O homem apalpou o tecido no nariz, recordando o ocorrido, e um brilho de resignação e frustração surgiu em seus olhos. Levantou-se devagar, cruzou as mãos em gesto de saudação e, com extrema cortesia, agradeceu: “Muito obrigado pela ajuda, senhor!”
O gesto era elegante, mas o torso nu e o tecido no nariz conferiam-lhe um ar cômico.
“Foi um pequeno favor. Mas diga-me, como conseguiu ser desmaiado por uma garrafa de vinho estando sozinho? Tentava tirar a própria vida?”
Perguntou Luo Yan, curioso.
Antes de chegar, ele já constatara que não havia outros por perto.
Se houvesse, alguém teria roubado o colar de ouro e o cavalo – ambos valiosíssimos.
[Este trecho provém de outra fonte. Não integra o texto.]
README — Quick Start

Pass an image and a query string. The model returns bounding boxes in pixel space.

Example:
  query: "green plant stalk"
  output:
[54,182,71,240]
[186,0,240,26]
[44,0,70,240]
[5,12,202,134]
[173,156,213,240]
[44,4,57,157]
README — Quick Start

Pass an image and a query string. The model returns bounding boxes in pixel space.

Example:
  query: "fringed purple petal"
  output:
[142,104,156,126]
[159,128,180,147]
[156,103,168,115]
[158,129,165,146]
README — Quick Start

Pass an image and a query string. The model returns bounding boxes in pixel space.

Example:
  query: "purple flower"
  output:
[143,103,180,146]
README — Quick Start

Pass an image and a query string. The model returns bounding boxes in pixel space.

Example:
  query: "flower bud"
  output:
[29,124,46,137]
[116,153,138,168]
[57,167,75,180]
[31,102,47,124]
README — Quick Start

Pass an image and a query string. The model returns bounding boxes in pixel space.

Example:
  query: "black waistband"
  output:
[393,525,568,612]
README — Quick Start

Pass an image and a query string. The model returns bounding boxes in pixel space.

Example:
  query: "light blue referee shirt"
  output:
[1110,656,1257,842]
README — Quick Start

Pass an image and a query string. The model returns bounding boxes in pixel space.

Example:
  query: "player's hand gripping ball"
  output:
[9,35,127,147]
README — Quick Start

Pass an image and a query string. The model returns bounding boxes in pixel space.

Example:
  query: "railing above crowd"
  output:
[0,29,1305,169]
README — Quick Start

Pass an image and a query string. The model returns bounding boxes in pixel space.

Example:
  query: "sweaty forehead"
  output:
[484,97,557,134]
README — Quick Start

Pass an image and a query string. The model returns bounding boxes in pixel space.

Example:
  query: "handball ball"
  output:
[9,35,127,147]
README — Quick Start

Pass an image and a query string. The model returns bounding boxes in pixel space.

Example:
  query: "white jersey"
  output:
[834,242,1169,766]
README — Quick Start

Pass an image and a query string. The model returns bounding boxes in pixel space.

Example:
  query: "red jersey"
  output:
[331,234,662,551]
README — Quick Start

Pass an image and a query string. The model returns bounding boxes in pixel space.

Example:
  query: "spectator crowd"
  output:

Só havia uma explicação: o rapaz desmaiara por conta própria.
Ao ouvir isso, o homem parecia ainda mais deprimido; recordando o ocorrido, suspirou profundamente – perdera peixe e vara, e fora acertado pela garrafa vazia.
Era mesmo um infortúnio extremo.
“Senhor está brincando, jamais pensaria em suicídio. Foi um acidente, escorreguei.”
Ele acenou, constrangido e resignado, e lançou um olhar dolorido à garrafa de vinho, seu objeto favorito, que agora lhe causara tal ferimento – ingrato, após tanto carinho.
“Se está bem, vamos falar de recompensa? Vigiei você por quase meio dia.”
Luo Yan olhou para ele e disse suavemente.
O homem, surpreso, fitou Luo Yan – tão direto?
Antes que pudesse dizer algo, Luo Yan continuou: “Ofereça-me um pouco de vinho, estou com fome.”
Vinho?!
Ao ouvir isso, os olhos do homem brilharam – animou-se.
Até as feridas pareciam não mais doer.